Denn der MNR unter dem früheren Chefideologen Jean-Marie Le Pens, Bruno Mégret, hat erst im September 08 einen Großteil der bisherigen Parteiführung wegen "Verrats" abgesetzt. Eine Mehrheit unter den vormaligen Führungsmitgliedern war in Verhandlungen mit der Umgebung Marine Le Pens über eine (Wieder-)Annäherung an die frühere "Mutterpartei" verwickelt. Auf die Dauer dürfte die Mégret-Partei sich spalten: Ein Teil wird, mit der von Ex-Generalsekretär Nicolas Bay angeführten Plattform Convergences nationales (Konvergierende nationale Kräfte), an die Seite Marine Le Pens rücken.
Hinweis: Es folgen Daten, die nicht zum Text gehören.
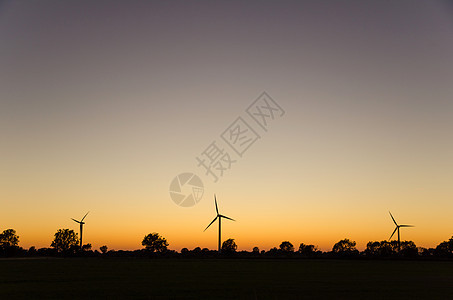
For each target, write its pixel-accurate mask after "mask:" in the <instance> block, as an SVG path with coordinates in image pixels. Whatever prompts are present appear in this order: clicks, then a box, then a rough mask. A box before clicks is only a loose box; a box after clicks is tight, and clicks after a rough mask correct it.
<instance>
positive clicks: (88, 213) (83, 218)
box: [80, 212, 90, 222]
mask: <svg viewBox="0 0 453 300" xmlns="http://www.w3.org/2000/svg"><path fill="white" fill-rule="evenodd" d="M89 213H90V212H87V213H86V215H85V216H84V217H83V218H82V220H81V221H80V222H83V219H85V217H86V216H87V215H88V214H89Z"/></svg>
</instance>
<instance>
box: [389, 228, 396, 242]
mask: <svg viewBox="0 0 453 300" xmlns="http://www.w3.org/2000/svg"><path fill="white" fill-rule="evenodd" d="M397 230H398V227H396V228H395V230H393V233H392V235H391V236H390V237H389V241H390V240H391V239H392V236H393V235H394V234H395V232H396V231H397Z"/></svg>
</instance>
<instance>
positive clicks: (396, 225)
mask: <svg viewBox="0 0 453 300" xmlns="http://www.w3.org/2000/svg"><path fill="white" fill-rule="evenodd" d="M389 214H390V217H392V220H393V223H395V225H396V226H398V223H396V221H395V218H394V217H393V216H392V213H391V212H389Z"/></svg>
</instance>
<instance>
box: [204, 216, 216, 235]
mask: <svg viewBox="0 0 453 300" xmlns="http://www.w3.org/2000/svg"><path fill="white" fill-rule="evenodd" d="M218 217H219V216H216V217H215V218H214V220H212V222H211V223H209V225H208V227H206V228H205V230H203V232H205V231H206V229H208V228H209V226H211V225H212V223H214V222H215V221H216V220H217V218H218Z"/></svg>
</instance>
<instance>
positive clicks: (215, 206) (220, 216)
mask: <svg viewBox="0 0 453 300" xmlns="http://www.w3.org/2000/svg"><path fill="white" fill-rule="evenodd" d="M214 202H215V211H216V212H217V216H216V217H215V218H214V220H212V222H211V223H209V225H208V227H206V229H208V228H209V226H211V225H212V223H214V222H215V221H216V220H217V219H219V253H220V251H221V249H222V248H221V246H220V243H221V242H222V231H221V226H222V225H221V224H222V218H225V219H228V220H231V221H236V220H233V219H231V218H229V217H227V216H224V215H221V214H219V208H218V207H217V199H216V196H215V194H214ZM206 229H205V230H204V231H206Z"/></svg>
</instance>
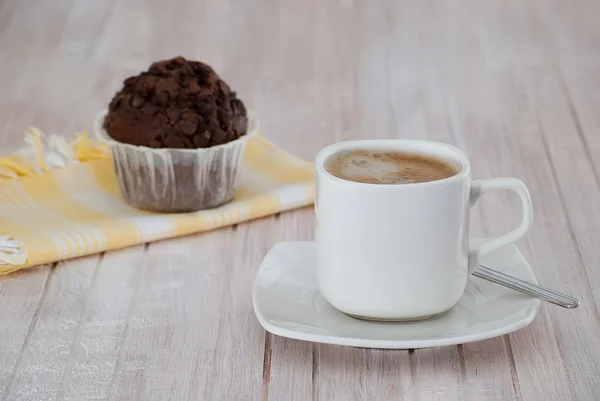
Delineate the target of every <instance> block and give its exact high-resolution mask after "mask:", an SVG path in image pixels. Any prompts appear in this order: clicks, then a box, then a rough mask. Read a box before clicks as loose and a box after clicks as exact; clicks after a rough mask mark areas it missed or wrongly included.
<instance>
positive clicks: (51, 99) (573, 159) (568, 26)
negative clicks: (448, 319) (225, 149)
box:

Ein anderer Flügel wird immer näher mit der stiefelfaschistischen, außerparlamentarischen Aktivistengruppe des Bloc identitaire zusammenarbeiten.

Auch die Sammelbewegung NDP ("Neue Rechte der kleinen Leute"), die erst am 1. Juni dieses Jahres gegründet worden war, hat sich an der Spitze bereits wieder gespalten. Aufgrund gravierender ideologischer Divergenzen schloss sie ihren bisherigen Generalsekretär Jean-François Touzé, der den Positionen der US-Republikaner oder ihnen ähnlichen Standpunkten anhängt, im September aus. Derzeit sieht es so aus, als friste sie vorläufig ein Schattendasein ähnlich dem der Sammelbewegung, die 1990/91 aus der damaligen Krise der deutschen "Republikaner" (REPs) hervorging und ehemalige REPs sowie frühere NPD-Kader zusammenführte. Es handelte sich um die "Deutsche Liga für Volk und Heimat", die eine neue Sammlung hätte einläuten sollen. Sie kam jedoch nie über ein Splittergruppendasein hinaus – jedenfalls außerhalb Kölns, wo ihre Ortsgruppe Jahre später in der (inzwischen prominenten) "Bürgerbewegung Pro Köln" aufging. Auch Letztere ist eher ein Looserverein, aber dies ist ein anderes Kapitel...

"Dissidenten" beim Front National:
Konkurrierende rechtsextreme Listen in allen Regionen?

Ein ziemliches Chaos hat bei der selbsternannten "Partei der Ordnung" Einzug gehalten. Während die politischen Parteien allmählich mit der Vorbereitung der kommenden Europaparlamentswahlen im Juni 2009 beginnen, ist der rechtsextreme Front National nicht wirklich "in Marschordnung" aufgestellt.